Die Debatte um das 120 Hektar große Interkommunale Gewerbegebiet mit Krefeld hat die Sorgen der Landwirte noch einmal verstärkt. Zwei Betriebe würden dadurch "platt gemacht", wenn das Gewerbegebiet in geplanter Größe kommt, schätzt Wilhelm Paschertz. "Man muss wissen, dass zu den 120 Hektar wegfallender Ackerfläche mindestens die gleiche Größe an Ausgleichsflächen anderswo kommt." Die Fläche an der A 44 sei nicht der einzige Grund für den Flächenfraß - auch die Verbreitung der A 57 werde für den Wegfall von wichtigen Ackerflächen sorgen, sagt der Bösinghovener Landwirt, der selbst Gemüse auf Feldern in Krefeld, Willich und Meerbusch anbaut. "Der Flächenverbrauch ist in Ballungsgebieten mittlerweile immens."

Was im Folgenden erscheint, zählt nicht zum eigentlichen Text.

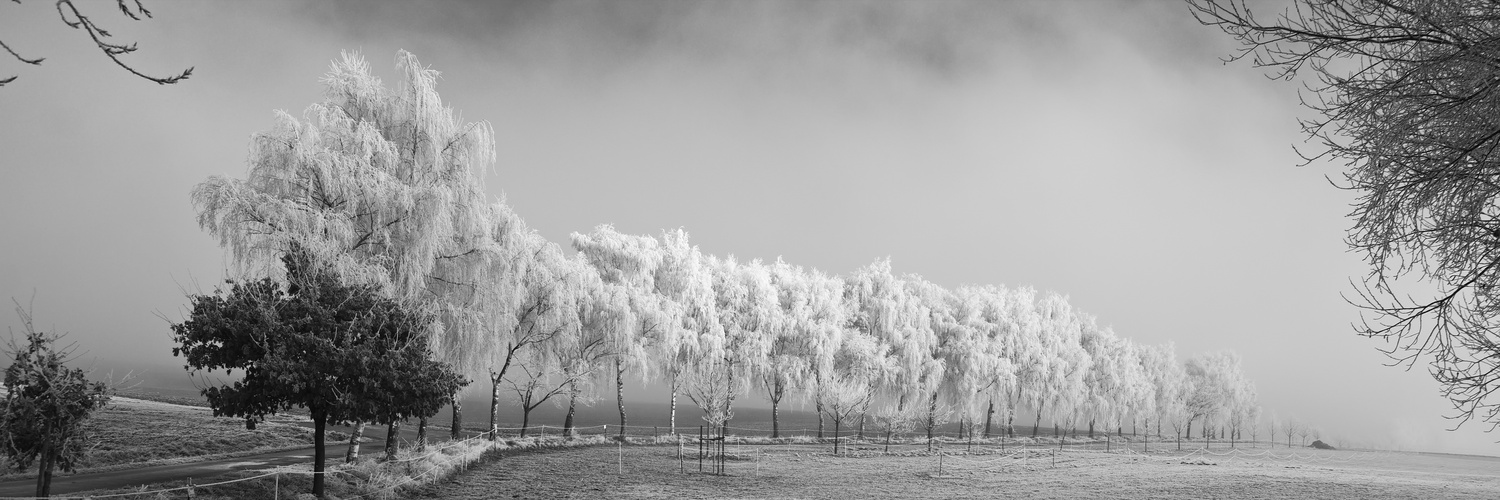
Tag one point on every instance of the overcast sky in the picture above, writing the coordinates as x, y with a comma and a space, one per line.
1095, 149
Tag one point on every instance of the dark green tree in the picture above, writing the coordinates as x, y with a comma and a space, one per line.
45, 406
342, 352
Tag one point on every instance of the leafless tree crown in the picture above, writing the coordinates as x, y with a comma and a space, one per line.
77, 20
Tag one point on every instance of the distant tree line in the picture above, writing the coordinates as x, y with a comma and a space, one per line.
381, 189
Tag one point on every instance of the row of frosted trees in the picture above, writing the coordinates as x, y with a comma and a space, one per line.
384, 186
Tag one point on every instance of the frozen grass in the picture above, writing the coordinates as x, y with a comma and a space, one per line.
810, 470
131, 436
371, 478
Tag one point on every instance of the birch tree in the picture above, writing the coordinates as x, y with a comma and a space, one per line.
684, 284
630, 265
378, 183
788, 359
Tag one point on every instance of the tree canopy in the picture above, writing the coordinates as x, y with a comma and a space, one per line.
45, 406
342, 352
1403, 95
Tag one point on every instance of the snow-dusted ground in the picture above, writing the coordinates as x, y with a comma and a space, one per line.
651, 472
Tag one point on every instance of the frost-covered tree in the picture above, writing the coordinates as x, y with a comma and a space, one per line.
1068, 364
684, 284
884, 307
746, 302
602, 311
984, 310
533, 307
1026, 353
378, 183
794, 328
629, 265
977, 368
846, 389
1103, 383
1169, 385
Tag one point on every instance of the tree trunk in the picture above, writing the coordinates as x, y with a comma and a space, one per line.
422, 434
456, 427
354, 443
494, 407
320, 422
836, 436
44, 466
819, 407
572, 404
989, 416
620, 394
672, 421
392, 439
776, 418
932, 419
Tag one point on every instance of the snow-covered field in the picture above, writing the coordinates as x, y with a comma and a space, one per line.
804, 470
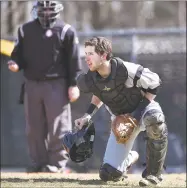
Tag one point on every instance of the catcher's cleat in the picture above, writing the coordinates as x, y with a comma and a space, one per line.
132, 158
149, 179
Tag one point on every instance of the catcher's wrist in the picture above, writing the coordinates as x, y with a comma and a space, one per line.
92, 109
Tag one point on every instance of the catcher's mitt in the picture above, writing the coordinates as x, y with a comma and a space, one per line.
123, 127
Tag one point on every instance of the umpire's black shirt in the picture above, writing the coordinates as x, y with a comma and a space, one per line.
47, 53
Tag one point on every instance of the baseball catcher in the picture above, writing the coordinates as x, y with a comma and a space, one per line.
128, 91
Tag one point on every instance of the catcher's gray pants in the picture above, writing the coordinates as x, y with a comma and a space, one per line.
118, 155
48, 118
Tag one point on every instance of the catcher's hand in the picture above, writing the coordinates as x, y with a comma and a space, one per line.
123, 127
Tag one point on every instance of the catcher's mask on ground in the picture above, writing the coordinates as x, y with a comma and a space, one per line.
79, 145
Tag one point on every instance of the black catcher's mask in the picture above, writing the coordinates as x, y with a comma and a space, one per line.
79, 145
48, 12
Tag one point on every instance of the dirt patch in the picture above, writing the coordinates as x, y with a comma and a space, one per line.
81, 180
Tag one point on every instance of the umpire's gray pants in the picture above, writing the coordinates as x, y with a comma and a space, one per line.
48, 118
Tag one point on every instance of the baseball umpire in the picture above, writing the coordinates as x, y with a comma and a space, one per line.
47, 50
128, 90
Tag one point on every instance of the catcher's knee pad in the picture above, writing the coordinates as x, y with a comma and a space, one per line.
109, 173
156, 127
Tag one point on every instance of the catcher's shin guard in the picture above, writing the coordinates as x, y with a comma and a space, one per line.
156, 154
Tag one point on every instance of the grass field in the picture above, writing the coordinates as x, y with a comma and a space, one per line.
80, 180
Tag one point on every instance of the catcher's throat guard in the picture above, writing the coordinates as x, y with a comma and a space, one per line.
123, 126
79, 145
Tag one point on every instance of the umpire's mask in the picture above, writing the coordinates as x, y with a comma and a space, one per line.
79, 145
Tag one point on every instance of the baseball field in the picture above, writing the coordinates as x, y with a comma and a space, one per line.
80, 180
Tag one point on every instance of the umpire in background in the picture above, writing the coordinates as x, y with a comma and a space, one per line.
47, 50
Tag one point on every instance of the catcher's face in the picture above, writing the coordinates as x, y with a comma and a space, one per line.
93, 60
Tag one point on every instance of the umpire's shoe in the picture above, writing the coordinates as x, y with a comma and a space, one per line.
149, 180
54, 169
34, 169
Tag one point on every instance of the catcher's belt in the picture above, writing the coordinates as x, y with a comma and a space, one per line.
123, 127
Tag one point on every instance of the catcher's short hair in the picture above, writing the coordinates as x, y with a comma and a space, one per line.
102, 45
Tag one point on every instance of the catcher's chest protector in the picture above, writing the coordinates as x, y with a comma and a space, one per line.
112, 90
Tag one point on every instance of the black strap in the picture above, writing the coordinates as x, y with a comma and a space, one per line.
137, 75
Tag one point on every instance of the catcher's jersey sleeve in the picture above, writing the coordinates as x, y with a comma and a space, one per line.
148, 80
81, 83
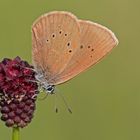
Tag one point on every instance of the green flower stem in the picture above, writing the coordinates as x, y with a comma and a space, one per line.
15, 133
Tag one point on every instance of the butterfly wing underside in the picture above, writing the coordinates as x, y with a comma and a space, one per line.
55, 37
96, 41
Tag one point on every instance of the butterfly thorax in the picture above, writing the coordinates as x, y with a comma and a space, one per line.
44, 84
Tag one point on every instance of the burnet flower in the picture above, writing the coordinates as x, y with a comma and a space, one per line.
17, 92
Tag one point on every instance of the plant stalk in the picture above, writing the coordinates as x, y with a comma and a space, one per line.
15, 133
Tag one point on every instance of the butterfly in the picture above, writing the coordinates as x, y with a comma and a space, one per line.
63, 46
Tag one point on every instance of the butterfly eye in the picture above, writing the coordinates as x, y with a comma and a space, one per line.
53, 35
60, 32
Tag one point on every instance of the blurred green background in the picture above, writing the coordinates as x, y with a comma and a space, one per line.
105, 99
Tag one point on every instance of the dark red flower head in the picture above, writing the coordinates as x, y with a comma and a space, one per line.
18, 90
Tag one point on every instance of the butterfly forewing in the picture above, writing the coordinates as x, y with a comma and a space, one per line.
55, 37
95, 42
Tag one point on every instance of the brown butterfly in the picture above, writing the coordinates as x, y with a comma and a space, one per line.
64, 46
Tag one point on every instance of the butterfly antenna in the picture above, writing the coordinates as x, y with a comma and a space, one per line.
55, 103
43, 98
65, 103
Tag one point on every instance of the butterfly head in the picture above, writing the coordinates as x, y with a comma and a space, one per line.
49, 88
44, 84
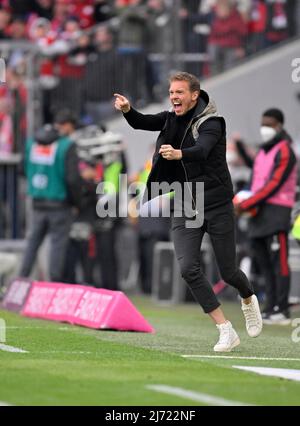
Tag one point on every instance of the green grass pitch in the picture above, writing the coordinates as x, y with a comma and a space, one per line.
67, 365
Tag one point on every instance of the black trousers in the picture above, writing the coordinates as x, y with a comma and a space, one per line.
219, 223
272, 256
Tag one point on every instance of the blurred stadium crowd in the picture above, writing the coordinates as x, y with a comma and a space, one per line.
65, 59
56, 50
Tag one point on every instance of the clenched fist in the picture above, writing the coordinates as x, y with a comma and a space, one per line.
121, 103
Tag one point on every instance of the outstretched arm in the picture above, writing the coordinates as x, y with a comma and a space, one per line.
137, 120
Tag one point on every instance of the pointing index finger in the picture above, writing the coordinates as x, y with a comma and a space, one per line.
117, 95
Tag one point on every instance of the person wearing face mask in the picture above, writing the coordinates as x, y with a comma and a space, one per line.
273, 190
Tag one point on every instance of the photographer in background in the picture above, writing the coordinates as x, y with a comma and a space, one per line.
51, 168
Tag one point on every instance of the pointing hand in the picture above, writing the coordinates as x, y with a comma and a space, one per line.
121, 103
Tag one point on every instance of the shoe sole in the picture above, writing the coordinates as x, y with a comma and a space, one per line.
261, 323
283, 323
234, 344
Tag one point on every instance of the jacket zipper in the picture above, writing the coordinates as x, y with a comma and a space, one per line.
185, 172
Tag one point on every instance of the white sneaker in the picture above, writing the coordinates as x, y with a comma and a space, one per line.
228, 338
253, 317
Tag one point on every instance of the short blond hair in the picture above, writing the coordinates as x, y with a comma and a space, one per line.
193, 81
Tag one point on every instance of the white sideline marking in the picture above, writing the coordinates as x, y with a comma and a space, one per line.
241, 357
283, 373
4, 404
6, 348
195, 396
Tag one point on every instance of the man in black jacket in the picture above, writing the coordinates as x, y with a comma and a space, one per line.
190, 149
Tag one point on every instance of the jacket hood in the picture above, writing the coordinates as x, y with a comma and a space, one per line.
205, 106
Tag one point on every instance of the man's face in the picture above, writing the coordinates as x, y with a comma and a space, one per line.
181, 97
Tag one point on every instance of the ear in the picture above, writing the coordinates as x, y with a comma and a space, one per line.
195, 96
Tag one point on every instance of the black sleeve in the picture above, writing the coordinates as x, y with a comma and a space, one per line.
210, 133
153, 122
248, 160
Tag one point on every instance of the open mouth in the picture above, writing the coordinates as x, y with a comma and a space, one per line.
177, 106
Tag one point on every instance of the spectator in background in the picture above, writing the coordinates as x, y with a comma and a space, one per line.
280, 20
61, 12
157, 19
17, 92
227, 38
133, 42
103, 11
195, 30
5, 18
257, 26
274, 192
102, 77
84, 11
6, 126
43, 8
17, 29
51, 167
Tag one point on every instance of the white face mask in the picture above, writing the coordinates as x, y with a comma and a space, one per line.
267, 133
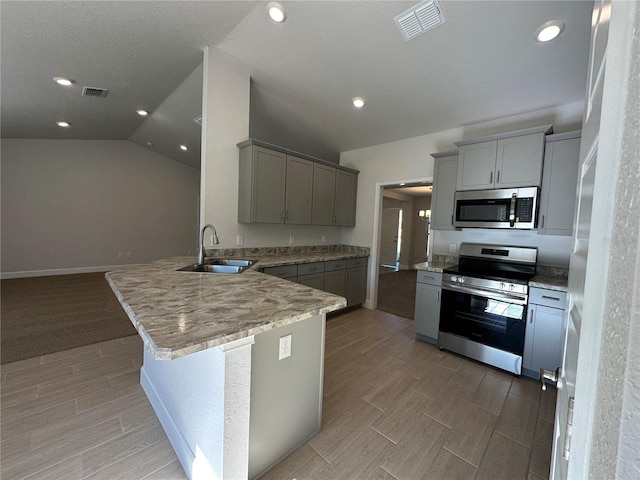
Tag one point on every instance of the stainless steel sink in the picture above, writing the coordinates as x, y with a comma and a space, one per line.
220, 265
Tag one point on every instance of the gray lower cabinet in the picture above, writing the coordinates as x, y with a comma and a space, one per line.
544, 335
426, 317
347, 278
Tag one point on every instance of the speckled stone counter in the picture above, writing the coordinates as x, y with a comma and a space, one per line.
550, 283
436, 266
179, 313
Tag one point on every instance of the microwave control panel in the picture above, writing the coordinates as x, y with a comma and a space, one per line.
524, 209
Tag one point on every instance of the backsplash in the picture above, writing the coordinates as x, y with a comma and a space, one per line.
261, 251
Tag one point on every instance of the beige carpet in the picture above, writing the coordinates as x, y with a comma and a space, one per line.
397, 293
43, 315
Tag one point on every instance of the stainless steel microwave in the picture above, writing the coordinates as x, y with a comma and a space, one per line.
504, 208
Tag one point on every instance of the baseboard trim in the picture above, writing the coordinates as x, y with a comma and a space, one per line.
60, 271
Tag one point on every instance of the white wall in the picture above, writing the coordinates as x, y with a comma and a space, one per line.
225, 118
409, 161
72, 205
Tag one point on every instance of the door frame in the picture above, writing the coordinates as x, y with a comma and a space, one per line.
377, 231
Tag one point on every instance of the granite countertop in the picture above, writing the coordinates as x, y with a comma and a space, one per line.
179, 313
549, 282
433, 266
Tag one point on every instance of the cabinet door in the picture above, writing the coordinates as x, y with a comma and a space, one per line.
543, 338
324, 191
444, 189
559, 181
426, 317
334, 282
268, 186
519, 161
476, 165
356, 286
299, 191
345, 199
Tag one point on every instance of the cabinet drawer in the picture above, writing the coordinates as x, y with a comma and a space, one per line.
313, 280
548, 298
432, 278
283, 271
308, 268
335, 265
357, 262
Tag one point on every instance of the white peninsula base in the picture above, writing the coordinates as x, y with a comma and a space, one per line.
235, 410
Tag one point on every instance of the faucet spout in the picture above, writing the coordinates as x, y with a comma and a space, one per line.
201, 252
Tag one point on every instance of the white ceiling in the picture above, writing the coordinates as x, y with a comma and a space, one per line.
481, 64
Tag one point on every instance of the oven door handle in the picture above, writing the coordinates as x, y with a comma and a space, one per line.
520, 300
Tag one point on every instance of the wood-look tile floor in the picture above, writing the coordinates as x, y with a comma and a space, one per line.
394, 408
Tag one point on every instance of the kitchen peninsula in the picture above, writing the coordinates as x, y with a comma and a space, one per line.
212, 369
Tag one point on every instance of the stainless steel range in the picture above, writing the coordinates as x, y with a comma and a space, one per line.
484, 304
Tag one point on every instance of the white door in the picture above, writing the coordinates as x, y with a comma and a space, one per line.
389, 236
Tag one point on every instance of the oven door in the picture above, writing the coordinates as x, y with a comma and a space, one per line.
490, 318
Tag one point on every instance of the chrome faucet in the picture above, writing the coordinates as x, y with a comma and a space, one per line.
201, 253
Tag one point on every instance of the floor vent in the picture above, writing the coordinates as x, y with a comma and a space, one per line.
419, 19
94, 92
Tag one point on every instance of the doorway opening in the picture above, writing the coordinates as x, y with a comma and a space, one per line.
404, 241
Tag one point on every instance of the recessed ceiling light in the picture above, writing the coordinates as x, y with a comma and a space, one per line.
548, 31
63, 81
358, 102
276, 12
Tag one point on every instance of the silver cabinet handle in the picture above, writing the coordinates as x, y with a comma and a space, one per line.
551, 376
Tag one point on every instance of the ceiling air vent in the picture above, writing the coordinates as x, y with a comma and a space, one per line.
94, 92
419, 19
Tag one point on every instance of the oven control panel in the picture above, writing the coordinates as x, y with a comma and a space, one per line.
503, 286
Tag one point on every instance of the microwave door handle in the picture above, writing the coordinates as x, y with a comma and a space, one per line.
512, 211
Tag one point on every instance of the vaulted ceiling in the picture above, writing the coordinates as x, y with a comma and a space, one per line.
482, 64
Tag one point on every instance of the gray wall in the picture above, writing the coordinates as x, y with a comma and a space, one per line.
75, 204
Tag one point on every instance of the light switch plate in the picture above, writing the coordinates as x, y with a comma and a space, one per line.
285, 347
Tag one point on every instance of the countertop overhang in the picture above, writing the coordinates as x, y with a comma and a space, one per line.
179, 313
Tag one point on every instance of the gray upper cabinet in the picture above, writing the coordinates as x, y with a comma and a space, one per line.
445, 168
324, 192
515, 160
345, 200
278, 186
299, 184
334, 196
274, 187
559, 182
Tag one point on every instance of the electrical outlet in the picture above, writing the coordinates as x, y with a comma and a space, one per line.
285, 347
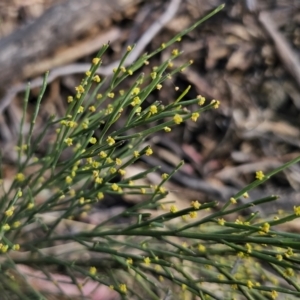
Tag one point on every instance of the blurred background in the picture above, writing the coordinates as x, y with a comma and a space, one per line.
247, 56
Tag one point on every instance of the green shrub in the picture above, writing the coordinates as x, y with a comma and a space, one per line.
146, 256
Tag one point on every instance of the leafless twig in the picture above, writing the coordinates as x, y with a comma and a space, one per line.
105, 71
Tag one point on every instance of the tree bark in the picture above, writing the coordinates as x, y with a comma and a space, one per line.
57, 26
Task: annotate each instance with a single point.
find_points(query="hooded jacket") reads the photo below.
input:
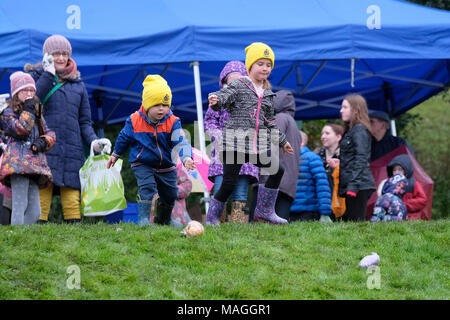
(284, 105)
(251, 127)
(415, 198)
(20, 131)
(67, 113)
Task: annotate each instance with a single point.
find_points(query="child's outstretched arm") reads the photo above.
(20, 126)
(123, 141)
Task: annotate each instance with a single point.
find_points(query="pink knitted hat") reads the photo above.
(19, 81)
(57, 43)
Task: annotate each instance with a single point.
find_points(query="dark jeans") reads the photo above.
(233, 167)
(356, 207)
(282, 205)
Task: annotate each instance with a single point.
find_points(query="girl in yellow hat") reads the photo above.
(248, 134)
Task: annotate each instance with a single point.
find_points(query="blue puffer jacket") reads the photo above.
(67, 113)
(150, 143)
(313, 190)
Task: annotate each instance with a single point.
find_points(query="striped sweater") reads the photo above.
(251, 127)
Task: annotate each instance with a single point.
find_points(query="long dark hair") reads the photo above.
(360, 113)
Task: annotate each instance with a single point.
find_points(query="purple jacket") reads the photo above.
(214, 122)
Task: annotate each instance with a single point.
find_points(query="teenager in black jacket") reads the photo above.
(356, 182)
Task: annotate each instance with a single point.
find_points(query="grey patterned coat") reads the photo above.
(251, 127)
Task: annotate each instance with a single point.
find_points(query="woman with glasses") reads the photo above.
(67, 111)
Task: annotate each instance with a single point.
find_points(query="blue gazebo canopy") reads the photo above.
(393, 52)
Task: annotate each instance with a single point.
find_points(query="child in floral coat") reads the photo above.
(25, 138)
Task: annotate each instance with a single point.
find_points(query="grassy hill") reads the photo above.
(256, 261)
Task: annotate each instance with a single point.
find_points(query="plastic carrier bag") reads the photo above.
(102, 189)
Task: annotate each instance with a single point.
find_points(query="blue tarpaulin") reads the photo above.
(393, 52)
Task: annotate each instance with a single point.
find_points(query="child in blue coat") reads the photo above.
(151, 133)
(313, 198)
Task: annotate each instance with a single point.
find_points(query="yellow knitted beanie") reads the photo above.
(156, 91)
(256, 51)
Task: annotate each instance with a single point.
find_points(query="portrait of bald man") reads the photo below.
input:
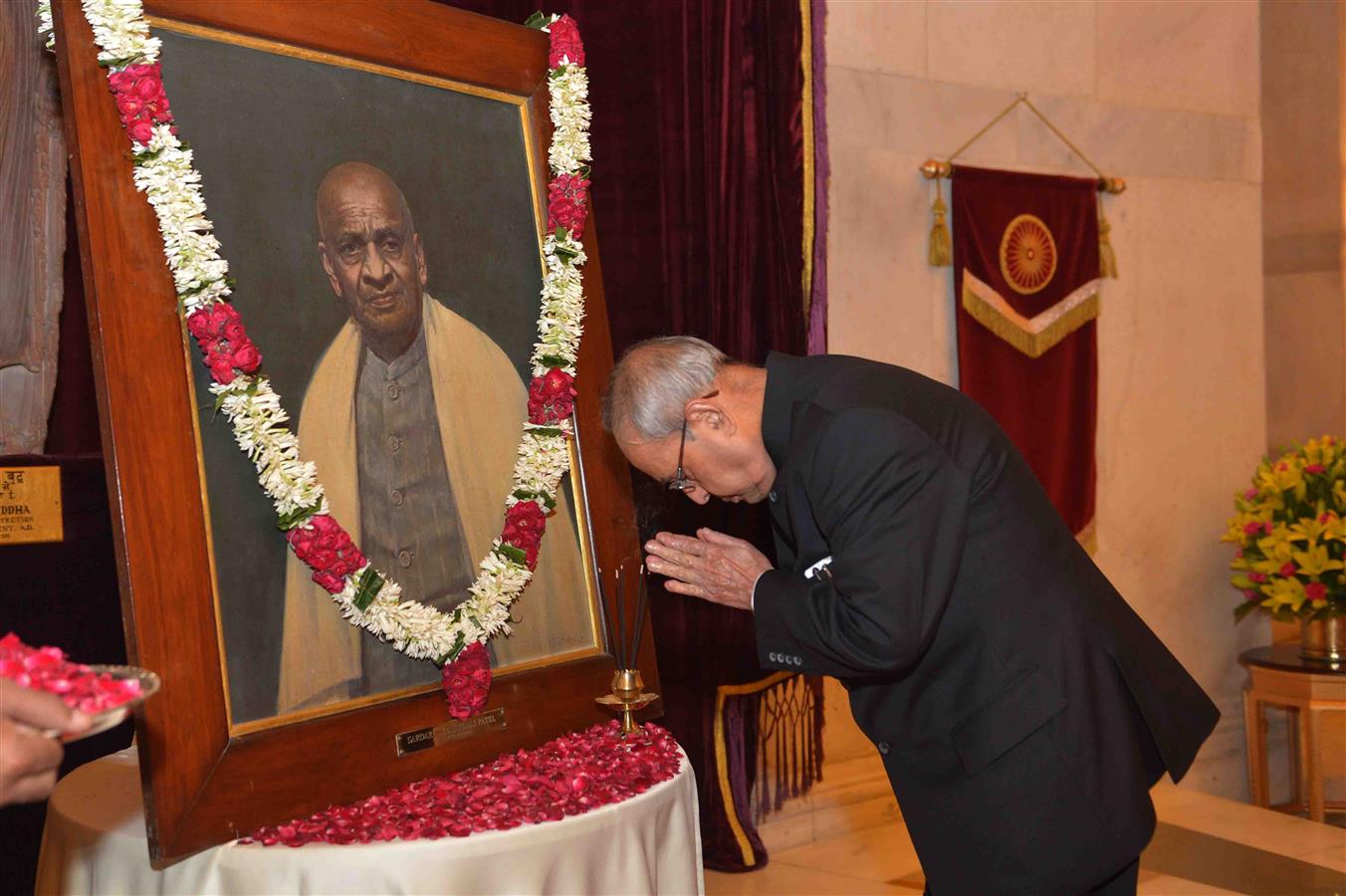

Im Kontext der Debatte um die Ansiedlung des Interkommunalen Gewerbegebietes gab es Stimmen, die anmerkten, dass die Landwirte letztlich profitierten, weil sie ja Geld aus dem Verkauf der Flächen erhalten. Dies sei aber ein Irrglaube, entgegnet Wilhelm Paschertz. "Oft ist es so, dass wir als Gemüsebauern die Flächen nur noch anpachten von Landwirten, die zu alt sind, um das Land noch selbst zu bewirtschaften. Deren Kinder wollten den Betrieb nicht weiterführen." Im Falle der geplanten 70 Hektar Gewerbegebiet auf Meerbuscher Fläche gehöre das Land mehreren Eigentümern. Das größte Stück Fläche gehöre einem Landwirt aus Euskirchen, sagt Paschertz. Der bewirtschaftet den Boden zwar selbst; er habe aber auch noch andere Flächen, weshalb ihn der Verlust des Ackerlandes nicht so heftig träfe wie einige Meerbuscher Landwirte.

Ein betroffener Landwirt ist auch Andreas Hoppe, Ratsherr der CDU und einziger Bauer im Stadtrat. Vor der jüngsten Entscheidung für das Interkommunale Gewerbegebiet wandte er sich gegen die Planung. "Wenn jetzt Ackerfläche an dieser Stelle wegfällt, dann steht für die gleiche Zahl an Landwirten weniger Fläche zur Verfügung. Auch die Krefelder Landwirte werden darauf drängen, hier in Meerbusch Flächen zu pachten. Das macht es für alle schwerer." Laut Hoppe haben die meisten Landwirte 50 bis 60 Prozent ihrer Flächen gepachtet. Die Flächen an der A 44 seien die wertvollsten in ganz Meerbusch. Dort könne man selbst hochwertiges Gemüse wie Zucchini anbauen.

Auch Landwirt Wilhelm Paschertz sagt: "Dieser Boden ist für Landwirte die Sahnetorte in ganz Meerbusch." Hoppe schlägt deshalb immer noch vor, das Gewerbegebiet anderswo anzusiedeln, etwa am Mönkesweg. "Aber das will die Regierungspräsidentin nicht."

Landwirt Wilhelm Paschertz aus Bösinghoven verweist auf Gutachten, die für Meerbusch nur einen Gewerbeflächenbedarf von 28 Hektar sehen. Darauf habe man die Politik auch mehrfach hingewiesen. "Ich habe aber das Gefühl, dass unsere Hinweise im Planungsausschuss überhaupt nicht ernst genommen wurden." "Stadt im Grünen" sei Meerbusch für ihn bald nicht mehr. "Wenn das Gebiet einmal erschlossen ist, dann kommt es nie mehr grün zurück."